Stimulant Poisoning/Overdose

Table of Contents

Aliases

Stimulant, cocaine, methamphetamine, amphetamines, PCP, phencyclidine, bath salts

Patient Care Goals

  1. Identify intoxicating agent
  2. Protect organs at risk for injury such as heart, brain, liver, kidney
  3. Determine if there is an antidote
  4. Treat the symptoms which may include severe tachycardia and hypertension, agitation, hallucinations, chest pain, seizure, and arrhythmia

Patient Presentation

Inclusion Criteria

  1. Tachycardia/tachydysrhythmias
  2. Hypertension
  3. Diaphoresis
  4. Delusions/paranoia
  5. Seizures
  6. Hyperthermia
  7. Mydriasis (dilated pupils)
  8. Stimulant/hallucinogenic (with stimulant properties) agents:
    1. Cocaine
    2. Amphetamine/methamphetamine
    3. Phencyclidine (PCP) (hallucinogen)
    4. Bupropion
    5. Synthetic stimulant drugs of abuse (some having mixed properties)
    6. Ecstasy
    7. Methamphetamine
    8. Synthetic cathinones (bath salts)
    9. Spice
    10. K2
    11. Synthetic THC
    12. Khat

Exclusion Criteria

No recommendations

Patient Management

Assessment

  1. Begin with the ABCDs:
    1. Airway is patent
    2. Breathing is oxygenating
    3. Circulation is perfusing
    4. Mental status
    5. Treat any compromise of these parameters
    6. Ask about chest pain and difficulty breathing
  2. Vital signs including temperature for hyperthermia
  3. Apply a cardiac monitor and examine rhythm strip for arrhythmias
  4. Check blood glucose level
  5. Monitor ETCO2 for respiratory decompensation
  6. Check a 12-lead EKG when possible
  7. Check for trauma, self-inflicted injury
  8. Law enforcement should have checked for weapons and drugs, but you may decide to repeat the inspection

Treatment and Interventions

  1. IV access for any fluids and meds
  2. Give fluids for poor perfusion; cool fluids for hyperthermia [see Shock and Hyperthermia/Heat Exposure guidelines]
  3. Treat chest pain as ACS and follow STEMI protocol if there is EKG is consistent with STEMI
  4. Consider treating shortness of breath as atypical ACS
    1. Administer oxygen as appropriate with a target of achieving 94-98% saturation
  5. Consider soft physical management devices especially if law enforcement has been involved in getting patient to cooperate [see Agitated or Violent Patient/Behavioral Emergency guideline]
  6. Consider medications to reduce agitation and other significant sympathomimetic findings for the safety of the patients and providers.

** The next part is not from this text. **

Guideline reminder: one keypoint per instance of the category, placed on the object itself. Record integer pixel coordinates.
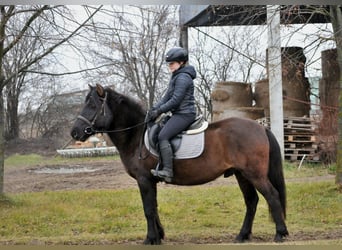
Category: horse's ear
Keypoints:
(100, 90)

This may improve behavior and compliance [see Agitated or Violent Patient/Behavioral Emergency guideline]
  7. Consider prophylactic use of anti-emetic
  8. If hyperthermia suspected, begin external cooling
  9. Cocaine has sodium channel blocking effects and can cause significant cardiac conduction abnormalities with a widened QRS. Treatment is with sodium bicarbonate similar to a tricyclic antidepressant.